Tra i tifosi sugli spalti si aspetta di
vedere anche il Papa?
«Sarebbe una sorpresa fantastica.
Magari per il calcio d’inizio».
Parliamo della Fondazione P.U.P.I.
Perché porta avanti questo progetto?
«È una parte importante della mia
vita e di quella di mia moglie Paula,
che è attivissima. Siamo stati persone
fortunate, i nostri genitori e la nostra
famiglia ci hanno dato affetto e appoggio.
Per tanti ragazzi è fondamentale
avere un’alternativa di vita rispetto alla
strada e credo che sia nostro dovere
far sì che per tanti di loro possa accadere».

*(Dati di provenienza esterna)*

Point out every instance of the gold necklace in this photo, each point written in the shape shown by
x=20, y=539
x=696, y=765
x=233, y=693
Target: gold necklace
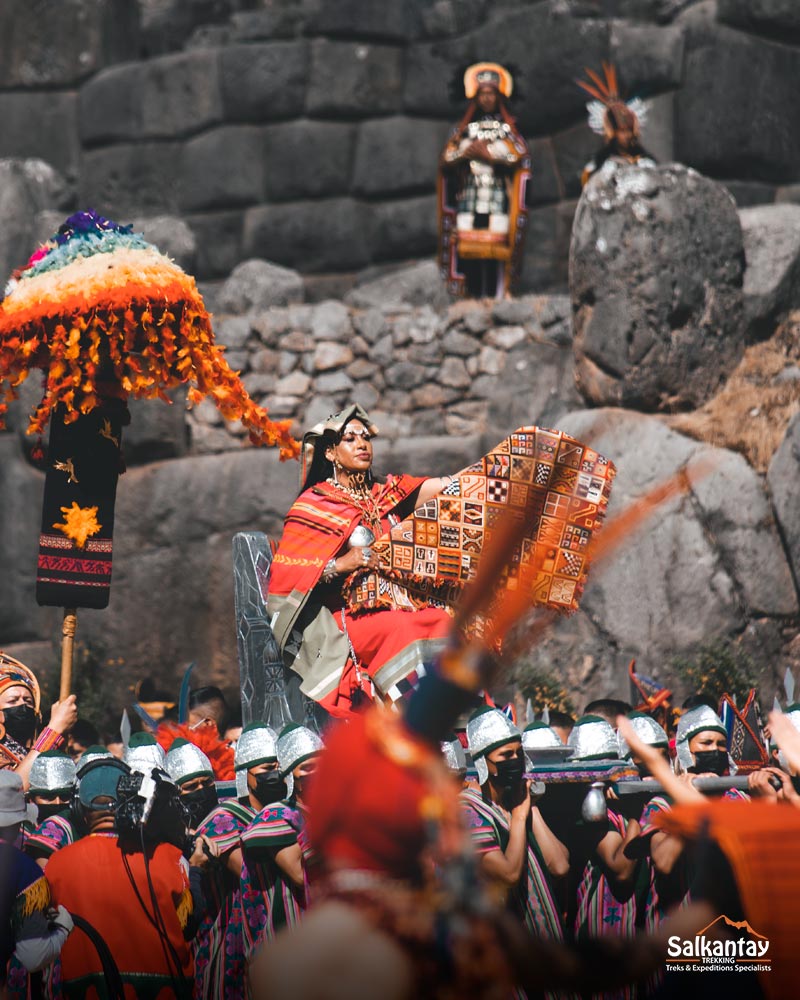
x=362, y=499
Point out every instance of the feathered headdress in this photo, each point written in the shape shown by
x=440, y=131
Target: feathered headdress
x=608, y=106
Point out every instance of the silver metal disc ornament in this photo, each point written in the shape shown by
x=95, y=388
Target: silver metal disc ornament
x=360, y=536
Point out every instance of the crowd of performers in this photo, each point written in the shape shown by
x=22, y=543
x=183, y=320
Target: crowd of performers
x=372, y=857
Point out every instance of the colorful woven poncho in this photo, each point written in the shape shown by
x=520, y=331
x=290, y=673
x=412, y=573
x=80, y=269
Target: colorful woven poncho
x=104, y=313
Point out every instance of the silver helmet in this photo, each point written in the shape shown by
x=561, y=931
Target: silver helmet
x=648, y=731
x=258, y=744
x=52, y=771
x=592, y=738
x=454, y=755
x=295, y=745
x=488, y=729
x=185, y=761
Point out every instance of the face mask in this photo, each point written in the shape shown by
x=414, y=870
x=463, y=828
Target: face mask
x=270, y=787
x=710, y=761
x=509, y=773
x=44, y=810
x=20, y=722
x=200, y=804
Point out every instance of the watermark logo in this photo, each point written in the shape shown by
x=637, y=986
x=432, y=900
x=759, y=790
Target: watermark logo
x=724, y=945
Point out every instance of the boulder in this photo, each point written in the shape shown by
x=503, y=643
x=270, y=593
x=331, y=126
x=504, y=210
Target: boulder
x=58, y=43
x=656, y=264
x=771, y=236
x=416, y=284
x=27, y=188
x=354, y=79
x=784, y=483
x=716, y=548
x=259, y=284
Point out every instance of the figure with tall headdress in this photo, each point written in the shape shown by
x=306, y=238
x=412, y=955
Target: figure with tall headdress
x=619, y=122
x=482, y=181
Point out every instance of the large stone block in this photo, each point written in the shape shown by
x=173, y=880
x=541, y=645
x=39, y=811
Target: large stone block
x=330, y=234
x=307, y=159
x=263, y=82
x=395, y=155
x=167, y=25
x=41, y=125
x=784, y=483
x=258, y=284
x=779, y=19
x=218, y=237
x=429, y=73
x=171, y=235
x=131, y=179
x=417, y=285
x=354, y=78
x=404, y=228
x=367, y=19
x=58, y=43
x=208, y=183
x=27, y=189
x=771, y=236
x=110, y=105
x=550, y=49
x=738, y=129
x=181, y=94
x=656, y=266
x=157, y=430
x=648, y=58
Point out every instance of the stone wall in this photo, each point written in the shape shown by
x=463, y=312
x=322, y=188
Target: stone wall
x=308, y=133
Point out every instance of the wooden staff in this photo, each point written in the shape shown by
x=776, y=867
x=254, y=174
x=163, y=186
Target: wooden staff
x=68, y=627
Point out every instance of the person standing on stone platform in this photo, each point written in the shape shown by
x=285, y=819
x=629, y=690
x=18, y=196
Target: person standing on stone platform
x=618, y=122
x=482, y=183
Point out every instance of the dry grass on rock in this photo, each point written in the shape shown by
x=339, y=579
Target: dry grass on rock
x=752, y=411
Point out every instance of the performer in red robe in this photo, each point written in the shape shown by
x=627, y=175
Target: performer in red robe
x=346, y=658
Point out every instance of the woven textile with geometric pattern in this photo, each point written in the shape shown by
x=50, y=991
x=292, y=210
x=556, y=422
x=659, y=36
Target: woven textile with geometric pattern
x=557, y=487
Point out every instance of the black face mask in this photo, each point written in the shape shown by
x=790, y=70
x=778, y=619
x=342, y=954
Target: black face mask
x=200, y=803
x=20, y=722
x=270, y=787
x=509, y=773
x=710, y=762
x=44, y=810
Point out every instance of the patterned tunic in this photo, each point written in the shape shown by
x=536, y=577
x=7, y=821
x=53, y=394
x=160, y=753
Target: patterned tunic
x=600, y=911
x=532, y=898
x=269, y=900
x=219, y=944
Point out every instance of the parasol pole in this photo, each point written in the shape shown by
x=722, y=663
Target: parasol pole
x=68, y=627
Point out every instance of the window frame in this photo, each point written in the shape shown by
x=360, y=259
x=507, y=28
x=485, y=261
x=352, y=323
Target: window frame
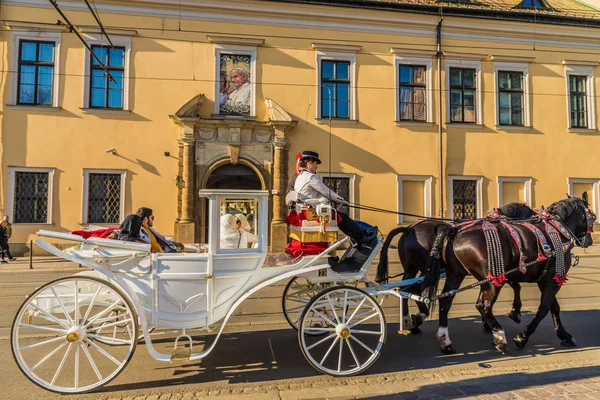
x=465, y=64
x=86, y=188
x=11, y=193
x=49, y=37
x=110, y=69
x=527, y=188
x=427, y=193
x=241, y=50
x=513, y=67
x=595, y=203
x=99, y=40
x=478, y=193
x=323, y=55
x=427, y=62
x=351, y=185
x=588, y=72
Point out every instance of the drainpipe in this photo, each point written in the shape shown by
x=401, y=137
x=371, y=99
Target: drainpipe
x=440, y=132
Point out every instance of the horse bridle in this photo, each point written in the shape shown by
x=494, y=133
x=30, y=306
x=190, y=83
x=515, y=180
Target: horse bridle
x=590, y=217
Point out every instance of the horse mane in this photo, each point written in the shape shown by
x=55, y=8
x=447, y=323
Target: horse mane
x=516, y=210
x=566, y=207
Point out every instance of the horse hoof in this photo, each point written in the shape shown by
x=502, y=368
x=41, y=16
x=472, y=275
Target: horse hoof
x=501, y=347
x=515, y=316
x=520, y=341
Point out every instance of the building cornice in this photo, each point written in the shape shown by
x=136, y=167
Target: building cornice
x=342, y=48
x=236, y=40
x=415, y=21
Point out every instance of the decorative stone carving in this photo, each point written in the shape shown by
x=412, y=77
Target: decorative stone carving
x=261, y=136
x=206, y=133
x=234, y=153
x=235, y=136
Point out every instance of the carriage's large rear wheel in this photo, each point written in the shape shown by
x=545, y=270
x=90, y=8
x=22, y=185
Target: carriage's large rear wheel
x=58, y=335
x=352, y=334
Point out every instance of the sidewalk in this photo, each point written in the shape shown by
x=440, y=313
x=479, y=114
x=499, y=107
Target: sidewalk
x=52, y=263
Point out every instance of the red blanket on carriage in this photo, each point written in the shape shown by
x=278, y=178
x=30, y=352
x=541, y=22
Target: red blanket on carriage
x=296, y=248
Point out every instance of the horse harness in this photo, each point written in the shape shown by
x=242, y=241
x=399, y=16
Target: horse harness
x=555, y=230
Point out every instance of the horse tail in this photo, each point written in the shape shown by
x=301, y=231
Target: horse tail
x=383, y=268
x=435, y=264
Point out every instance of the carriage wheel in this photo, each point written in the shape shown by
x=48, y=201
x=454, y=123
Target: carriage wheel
x=354, y=330
x=296, y=296
x=58, y=335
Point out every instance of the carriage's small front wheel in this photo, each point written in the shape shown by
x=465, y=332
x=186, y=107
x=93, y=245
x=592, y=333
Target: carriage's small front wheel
x=58, y=336
x=352, y=334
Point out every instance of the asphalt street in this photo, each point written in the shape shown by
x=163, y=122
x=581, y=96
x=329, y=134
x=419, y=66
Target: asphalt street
x=260, y=355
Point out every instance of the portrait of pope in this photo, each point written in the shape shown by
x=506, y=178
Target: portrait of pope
x=235, y=91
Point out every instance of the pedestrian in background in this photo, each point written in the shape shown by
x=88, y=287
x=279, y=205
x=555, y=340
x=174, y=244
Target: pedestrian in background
x=8, y=229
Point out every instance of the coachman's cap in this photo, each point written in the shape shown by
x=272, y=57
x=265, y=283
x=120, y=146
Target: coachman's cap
x=310, y=156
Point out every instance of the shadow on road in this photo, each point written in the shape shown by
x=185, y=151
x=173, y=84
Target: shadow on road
x=267, y=356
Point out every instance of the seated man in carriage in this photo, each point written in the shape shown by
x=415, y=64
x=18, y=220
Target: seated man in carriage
x=309, y=186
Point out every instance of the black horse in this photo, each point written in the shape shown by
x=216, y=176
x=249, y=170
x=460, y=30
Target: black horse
x=414, y=248
x=465, y=252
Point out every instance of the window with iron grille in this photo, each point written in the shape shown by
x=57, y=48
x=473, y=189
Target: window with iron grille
x=510, y=96
x=578, y=100
x=104, y=198
x=412, y=93
x=335, y=93
x=464, y=201
x=462, y=95
x=31, y=197
x=342, y=187
x=36, y=72
x=104, y=93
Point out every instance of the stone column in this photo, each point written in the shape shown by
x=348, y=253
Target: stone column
x=280, y=179
x=186, y=228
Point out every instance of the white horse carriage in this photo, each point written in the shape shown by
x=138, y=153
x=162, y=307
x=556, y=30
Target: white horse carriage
x=77, y=333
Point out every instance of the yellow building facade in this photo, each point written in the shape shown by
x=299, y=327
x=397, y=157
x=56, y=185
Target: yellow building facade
x=222, y=94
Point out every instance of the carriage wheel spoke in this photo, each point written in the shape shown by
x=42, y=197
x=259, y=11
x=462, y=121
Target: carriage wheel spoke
x=375, y=314
x=76, y=367
x=320, y=341
x=50, y=316
x=76, y=313
x=110, y=324
x=62, y=363
x=333, y=309
x=43, y=360
x=87, y=313
x=329, y=350
x=345, y=306
x=43, y=328
x=62, y=306
x=353, y=353
x=356, y=310
x=363, y=345
x=340, y=356
x=91, y=360
x=109, y=339
x=366, y=332
x=56, y=339
x=103, y=352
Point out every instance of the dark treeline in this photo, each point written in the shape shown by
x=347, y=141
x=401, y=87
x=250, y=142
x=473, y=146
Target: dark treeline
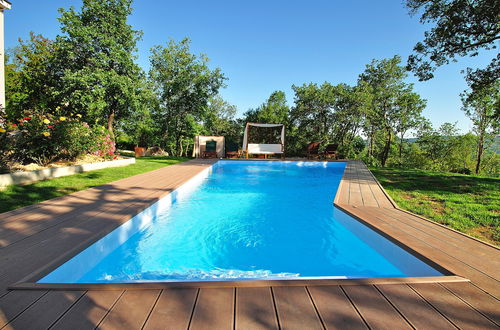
x=89, y=73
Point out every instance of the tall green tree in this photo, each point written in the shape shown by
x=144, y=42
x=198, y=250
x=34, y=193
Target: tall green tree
x=29, y=82
x=274, y=110
x=184, y=85
x=459, y=28
x=219, y=117
x=411, y=106
x=98, y=77
x=391, y=97
x=480, y=104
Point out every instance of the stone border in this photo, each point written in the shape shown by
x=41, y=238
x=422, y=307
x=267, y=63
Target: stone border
x=50, y=173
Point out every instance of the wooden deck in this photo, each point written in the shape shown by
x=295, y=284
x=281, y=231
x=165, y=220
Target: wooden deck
x=35, y=236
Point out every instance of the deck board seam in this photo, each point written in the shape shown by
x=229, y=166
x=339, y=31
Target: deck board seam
x=275, y=308
x=434, y=307
x=318, y=314
x=468, y=304
x=28, y=306
x=395, y=307
x=151, y=310
x=354, y=306
x=88, y=218
x=193, y=308
x=235, y=301
x=374, y=197
x=433, y=247
x=437, y=238
x=109, y=309
x=66, y=311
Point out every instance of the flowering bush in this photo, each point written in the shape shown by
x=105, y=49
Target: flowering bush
x=104, y=146
x=42, y=138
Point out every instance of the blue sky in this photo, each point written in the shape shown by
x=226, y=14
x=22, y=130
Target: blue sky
x=263, y=46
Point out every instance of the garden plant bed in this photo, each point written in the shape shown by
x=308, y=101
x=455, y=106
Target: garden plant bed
x=55, y=170
x=16, y=196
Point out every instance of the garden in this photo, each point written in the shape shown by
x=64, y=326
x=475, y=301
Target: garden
x=81, y=96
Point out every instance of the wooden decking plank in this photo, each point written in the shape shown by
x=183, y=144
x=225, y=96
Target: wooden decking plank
x=131, y=311
x=88, y=312
x=214, y=309
x=255, y=309
x=173, y=309
x=377, y=191
x=295, y=309
x=355, y=196
x=439, y=238
x=421, y=246
x=416, y=310
x=33, y=253
x=462, y=315
x=14, y=303
x=342, y=196
x=45, y=311
x=50, y=215
x=103, y=201
x=482, y=302
x=335, y=309
x=375, y=309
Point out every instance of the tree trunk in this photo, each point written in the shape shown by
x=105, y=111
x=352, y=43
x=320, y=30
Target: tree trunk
x=370, y=148
x=111, y=119
x=480, y=146
x=179, y=148
x=401, y=146
x=387, y=148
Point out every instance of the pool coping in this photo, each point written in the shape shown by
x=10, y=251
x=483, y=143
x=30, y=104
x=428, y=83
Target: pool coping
x=29, y=282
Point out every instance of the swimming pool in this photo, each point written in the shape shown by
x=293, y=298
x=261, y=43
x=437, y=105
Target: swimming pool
x=244, y=220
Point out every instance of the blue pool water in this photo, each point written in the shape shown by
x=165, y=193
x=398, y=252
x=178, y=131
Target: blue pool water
x=245, y=220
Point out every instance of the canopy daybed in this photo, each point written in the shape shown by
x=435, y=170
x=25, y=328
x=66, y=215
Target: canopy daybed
x=264, y=148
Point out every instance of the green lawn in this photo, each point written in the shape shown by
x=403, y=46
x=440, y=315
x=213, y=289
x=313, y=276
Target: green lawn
x=470, y=204
x=18, y=196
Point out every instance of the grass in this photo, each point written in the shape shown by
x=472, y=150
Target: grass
x=17, y=196
x=470, y=204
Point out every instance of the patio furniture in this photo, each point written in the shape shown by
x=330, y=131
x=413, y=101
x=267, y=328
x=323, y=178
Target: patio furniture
x=200, y=144
x=264, y=149
x=232, y=150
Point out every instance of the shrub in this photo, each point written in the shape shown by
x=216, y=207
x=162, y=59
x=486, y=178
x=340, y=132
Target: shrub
x=103, y=146
x=42, y=138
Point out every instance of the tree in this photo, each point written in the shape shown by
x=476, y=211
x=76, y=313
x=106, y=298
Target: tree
x=98, y=77
x=274, y=111
x=411, y=107
x=218, y=119
x=462, y=28
x=184, y=85
x=479, y=104
x=29, y=83
x=392, y=99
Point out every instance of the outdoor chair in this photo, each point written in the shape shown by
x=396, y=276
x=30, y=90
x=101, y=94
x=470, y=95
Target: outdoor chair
x=232, y=150
x=313, y=150
x=210, y=149
x=331, y=151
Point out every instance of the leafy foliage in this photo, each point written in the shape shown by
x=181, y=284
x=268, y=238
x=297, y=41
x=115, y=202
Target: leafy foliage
x=94, y=62
x=462, y=28
x=394, y=106
x=465, y=203
x=183, y=84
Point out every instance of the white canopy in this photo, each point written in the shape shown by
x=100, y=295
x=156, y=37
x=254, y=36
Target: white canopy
x=245, y=136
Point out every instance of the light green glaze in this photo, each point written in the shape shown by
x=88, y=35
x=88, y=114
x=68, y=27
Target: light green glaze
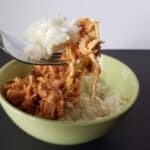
x=117, y=75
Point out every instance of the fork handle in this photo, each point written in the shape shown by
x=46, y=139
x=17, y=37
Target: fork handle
x=2, y=47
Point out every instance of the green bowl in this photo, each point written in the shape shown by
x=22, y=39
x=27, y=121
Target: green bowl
x=117, y=75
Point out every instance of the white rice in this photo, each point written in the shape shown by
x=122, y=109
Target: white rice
x=44, y=36
x=89, y=109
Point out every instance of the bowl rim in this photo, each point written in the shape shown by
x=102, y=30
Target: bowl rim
x=78, y=122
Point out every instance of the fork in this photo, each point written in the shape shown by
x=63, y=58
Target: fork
x=14, y=47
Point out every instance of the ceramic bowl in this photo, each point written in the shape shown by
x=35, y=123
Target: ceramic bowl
x=118, y=76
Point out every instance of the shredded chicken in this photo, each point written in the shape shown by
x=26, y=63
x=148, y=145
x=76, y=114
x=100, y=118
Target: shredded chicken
x=47, y=89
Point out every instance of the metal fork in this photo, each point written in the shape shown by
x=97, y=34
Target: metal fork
x=14, y=47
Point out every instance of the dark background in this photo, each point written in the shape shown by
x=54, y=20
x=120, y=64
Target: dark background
x=132, y=132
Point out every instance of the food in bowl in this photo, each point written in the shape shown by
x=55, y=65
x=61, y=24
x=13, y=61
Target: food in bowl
x=65, y=92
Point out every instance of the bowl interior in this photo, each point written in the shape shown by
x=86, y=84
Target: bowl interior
x=118, y=76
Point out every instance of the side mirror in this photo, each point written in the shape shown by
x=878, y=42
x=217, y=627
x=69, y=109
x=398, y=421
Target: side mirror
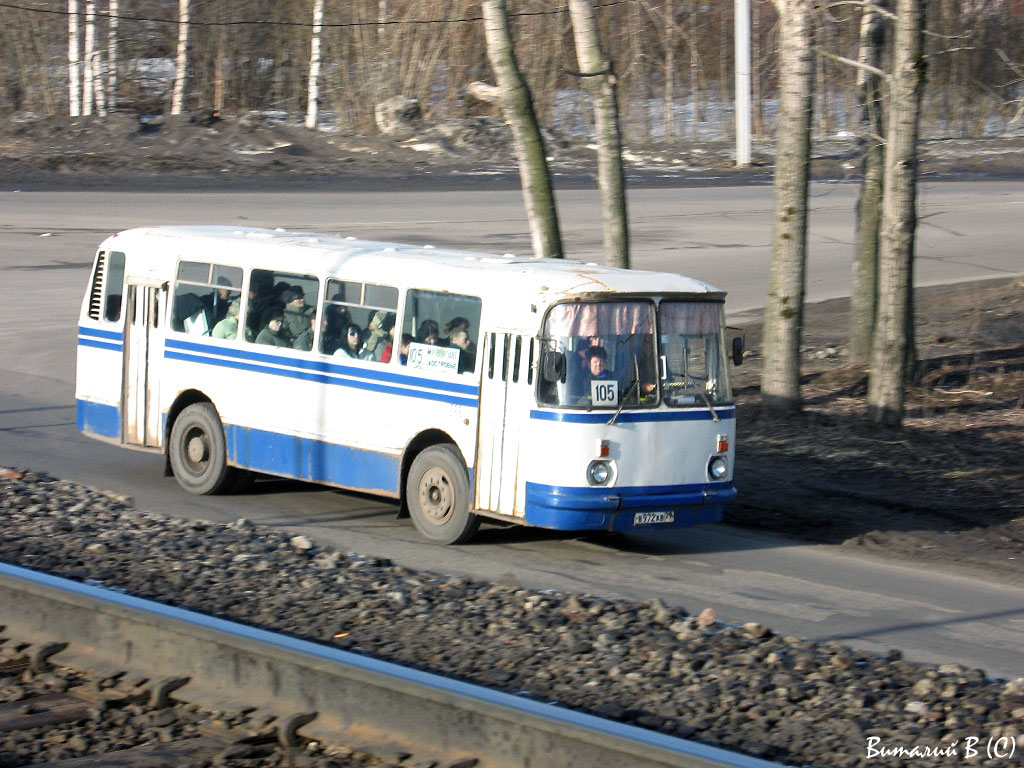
x=553, y=367
x=737, y=350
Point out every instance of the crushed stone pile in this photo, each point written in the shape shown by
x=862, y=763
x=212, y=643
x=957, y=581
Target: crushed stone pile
x=741, y=688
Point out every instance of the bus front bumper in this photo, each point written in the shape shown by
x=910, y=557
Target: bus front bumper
x=637, y=508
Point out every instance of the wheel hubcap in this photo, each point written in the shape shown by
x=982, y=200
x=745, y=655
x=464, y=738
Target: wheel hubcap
x=197, y=453
x=436, y=497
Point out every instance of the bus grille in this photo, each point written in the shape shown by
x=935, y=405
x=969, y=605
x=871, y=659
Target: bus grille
x=96, y=292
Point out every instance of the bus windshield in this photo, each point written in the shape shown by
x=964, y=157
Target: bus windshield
x=693, y=349
x=608, y=352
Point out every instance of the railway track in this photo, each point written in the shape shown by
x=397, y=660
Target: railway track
x=143, y=657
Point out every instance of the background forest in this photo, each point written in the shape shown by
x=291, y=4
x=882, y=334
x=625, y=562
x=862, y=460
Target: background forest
x=673, y=59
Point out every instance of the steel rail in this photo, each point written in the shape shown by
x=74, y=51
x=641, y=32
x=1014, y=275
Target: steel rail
x=357, y=700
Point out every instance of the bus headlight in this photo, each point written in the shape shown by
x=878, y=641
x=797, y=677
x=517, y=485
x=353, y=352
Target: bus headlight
x=718, y=468
x=598, y=473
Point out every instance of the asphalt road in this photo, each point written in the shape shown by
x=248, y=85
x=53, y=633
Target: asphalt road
x=969, y=231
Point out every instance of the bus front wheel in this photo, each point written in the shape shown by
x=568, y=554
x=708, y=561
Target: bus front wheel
x=197, y=451
x=437, y=493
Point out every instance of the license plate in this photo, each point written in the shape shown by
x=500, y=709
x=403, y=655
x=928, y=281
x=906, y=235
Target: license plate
x=646, y=518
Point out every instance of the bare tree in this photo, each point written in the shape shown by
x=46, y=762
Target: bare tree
x=518, y=109
x=784, y=304
x=74, y=62
x=893, y=348
x=597, y=73
x=669, y=32
x=181, y=66
x=312, y=100
x=89, y=80
x=112, y=54
x=863, y=299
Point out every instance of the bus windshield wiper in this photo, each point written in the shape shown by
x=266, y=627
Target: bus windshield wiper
x=622, y=400
x=707, y=399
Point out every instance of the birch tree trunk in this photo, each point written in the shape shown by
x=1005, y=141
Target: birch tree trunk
x=178, y=96
x=784, y=304
x=89, y=80
x=112, y=55
x=312, y=101
x=74, y=64
x=601, y=83
x=518, y=108
x=670, y=70
x=893, y=348
x=98, y=70
x=863, y=301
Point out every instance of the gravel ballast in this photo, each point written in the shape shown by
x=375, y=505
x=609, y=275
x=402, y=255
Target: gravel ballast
x=741, y=688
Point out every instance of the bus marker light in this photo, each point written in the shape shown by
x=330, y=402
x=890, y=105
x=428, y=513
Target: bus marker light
x=718, y=468
x=598, y=473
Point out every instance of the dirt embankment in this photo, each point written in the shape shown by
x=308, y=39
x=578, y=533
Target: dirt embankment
x=948, y=487
x=255, y=151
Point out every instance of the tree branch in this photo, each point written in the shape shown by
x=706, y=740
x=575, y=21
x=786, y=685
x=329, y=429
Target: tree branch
x=860, y=66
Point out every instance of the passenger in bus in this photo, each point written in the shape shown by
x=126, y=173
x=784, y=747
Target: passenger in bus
x=596, y=370
x=260, y=299
x=377, y=332
x=297, y=312
x=583, y=345
x=351, y=345
x=407, y=339
x=222, y=299
x=333, y=329
x=427, y=333
x=228, y=327
x=454, y=325
x=304, y=340
x=389, y=346
x=272, y=332
x=467, y=351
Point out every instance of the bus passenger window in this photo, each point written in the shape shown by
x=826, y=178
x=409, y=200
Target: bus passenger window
x=359, y=320
x=282, y=308
x=444, y=328
x=203, y=296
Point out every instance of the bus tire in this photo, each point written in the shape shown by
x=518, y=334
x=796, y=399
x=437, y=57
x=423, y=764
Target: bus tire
x=438, y=497
x=198, y=454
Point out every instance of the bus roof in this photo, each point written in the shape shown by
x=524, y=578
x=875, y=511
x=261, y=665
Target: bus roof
x=551, y=280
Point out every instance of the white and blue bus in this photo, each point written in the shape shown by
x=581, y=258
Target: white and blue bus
x=544, y=392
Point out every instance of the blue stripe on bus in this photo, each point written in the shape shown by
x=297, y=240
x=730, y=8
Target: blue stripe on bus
x=633, y=416
x=96, y=419
x=331, y=368
x=112, y=335
x=320, y=378
x=565, y=508
x=98, y=345
x=305, y=459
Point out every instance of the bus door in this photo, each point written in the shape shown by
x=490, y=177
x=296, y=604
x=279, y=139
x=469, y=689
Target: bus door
x=505, y=392
x=142, y=350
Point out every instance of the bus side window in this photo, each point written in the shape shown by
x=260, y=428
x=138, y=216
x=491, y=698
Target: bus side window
x=203, y=294
x=372, y=309
x=444, y=328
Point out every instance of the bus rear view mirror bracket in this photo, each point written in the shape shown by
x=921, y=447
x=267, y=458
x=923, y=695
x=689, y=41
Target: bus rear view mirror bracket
x=737, y=350
x=553, y=367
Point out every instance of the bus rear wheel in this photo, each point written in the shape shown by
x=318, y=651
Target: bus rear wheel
x=198, y=453
x=437, y=494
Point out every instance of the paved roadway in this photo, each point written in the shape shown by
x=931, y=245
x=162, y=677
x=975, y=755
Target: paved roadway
x=969, y=231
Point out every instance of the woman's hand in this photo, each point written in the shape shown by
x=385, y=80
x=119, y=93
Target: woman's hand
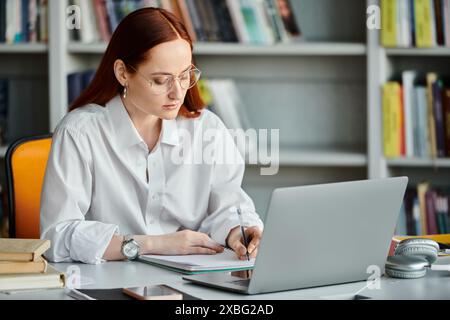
x=236, y=242
x=183, y=242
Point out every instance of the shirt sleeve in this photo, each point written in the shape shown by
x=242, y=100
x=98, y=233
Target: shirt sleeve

C’è qualche storia di persone che
avete aiutato con la Fondazione che
l’ha particolarmente colpita o fatta
emozionare?
«Tante. Ne racconto una. Appena abbiamo
aperto, c’erano bambini che non
sapevano cosa fosse l’igiene personale.
Un giorno ricordo che un bambino aveva
paura, anzi il terrore, di mettersi sotto
la doccia. Allora sono andato sotto la
doccia con lui, completamente vestito.
È rimasto talmente scioccato e rideva
così tanto che non si è neanche accorto
di essere sotto la doccia anche lui! Oggi,
quel bambino è un volontario che lavora
nella nostra Fondazione. Che cosa ci
può essere di più emozionante?».
Per i bimbi delle villas miserias di
Buenos Aires, dove vivono così tante
persone povere, cosa significa avere
la possibilità di giocare a calcio?
«Tante cose. Un’alternativa di vita.
Un sogno da inseguire correndo dietro
un pallone. Un modo di non rimanere
per la strada, ma in un campo di gioco,
nel quale poter restare bambini e non
diventare troppo presto adulti che si
perdono nella durezza della miseria e
dell’abbandono».
L’INCONTRO CON IL PAPA - L’anno scorso a Santa Marta papa Francesco ha ricevuto in udienza privata Javier Zanetti insieme con la sua famiglia: la moglie Paula, che ha sposato nel 1999, e i tre figli Sol, Nacho e Tommy.
«Non corriamo da soli, ma avanziamo insieme fino alla meta»
La gente vi segue molto, non solo quando siete in
campo ma anche fuori. Questa è una responsabilità
sociale! Prima di essere campioni siete uomini;
persone umane con i vostri pregi e i vostri difetti,
con il vostro cuore e le vostre idee, con le vostre
aspirazioni e i vostri problemi; e allora anche
se siete personaggi, rimanete sempre uomini nello
sport e nella vita, uomini portatori di umanità.
Cos’ha fatto don Bosco con i ragazzi emarginati?
Del Piemonte, di Torino, di tutta quella zona. Li riunì
per giocare al calcio, per insegnare loro due o tre
cose e così i suoi oratori diventarono effettivi.
E si finisce organizzando opere di teatro per ragazzi.
L’importante è non correre da soli, per arrivare
bisogna correre insieme.
La palla viene passata di mano in mano, si avanza
insieme finché non si arriva alla meta; e infine
si festeggia.
Forse questa mia interpretazione non
è molto tecnica, ma è il modo in cui un vescovo
deve arrivarvi e, come vescovo, vi auguro di mettere
in pratica tutto questo anche fuori dal campo
mettendolo in pratica nella vostra vita.